Francis has a fascination with fungus. Mushrooms are his main interest, and I don’t want to spoil too much – but it’s relevant. He also seems to spend plenty of time outdoors to get away from his overbearing family: Virgil who reeks of ambition and charisma but codes as emotionally abusive, and Florence, the strict maiden aunt who is the enforcer for Howard, the ailing patriarch with a keen interest in eugenics. Honestly, I’d spend as much time outside as I could, too.

Noemi’s questions reveal that the Doyle family has all sorts of secrets and scandals, including murder and incest. Things start to fall into place just as Noemi begins to demonstrate the same sort of worrisome symptoms as her cousin Catalina. Noemi’s vivid dream sequences contribute to the sense of impending doom and overall wrongness. When Howard and Florence forcibly insist that Noemi marry Francis, it all comes apart at the seams and a nightmare of truly gothic proportions ensues. The author fully embraces Latin magical realism as she dives into the deep end of the horror genre.

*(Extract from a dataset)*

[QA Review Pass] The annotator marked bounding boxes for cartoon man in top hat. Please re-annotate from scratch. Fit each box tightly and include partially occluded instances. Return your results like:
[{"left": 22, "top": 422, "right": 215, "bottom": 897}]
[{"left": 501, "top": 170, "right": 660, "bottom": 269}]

You should read it, preferably on a dank, rainy day in a spider-infested garret. Personally, I am glad I read it on a hot, summer day next to a window while traveling on a train. Mexican Gothic is available in print, ebook, and eaudiobook.

Kristen B. is a devoted bookworm lucky enough to work as the graphic designer for HCLS. She likes to read, stitch, dance, and watch baseball (but not all at the same time).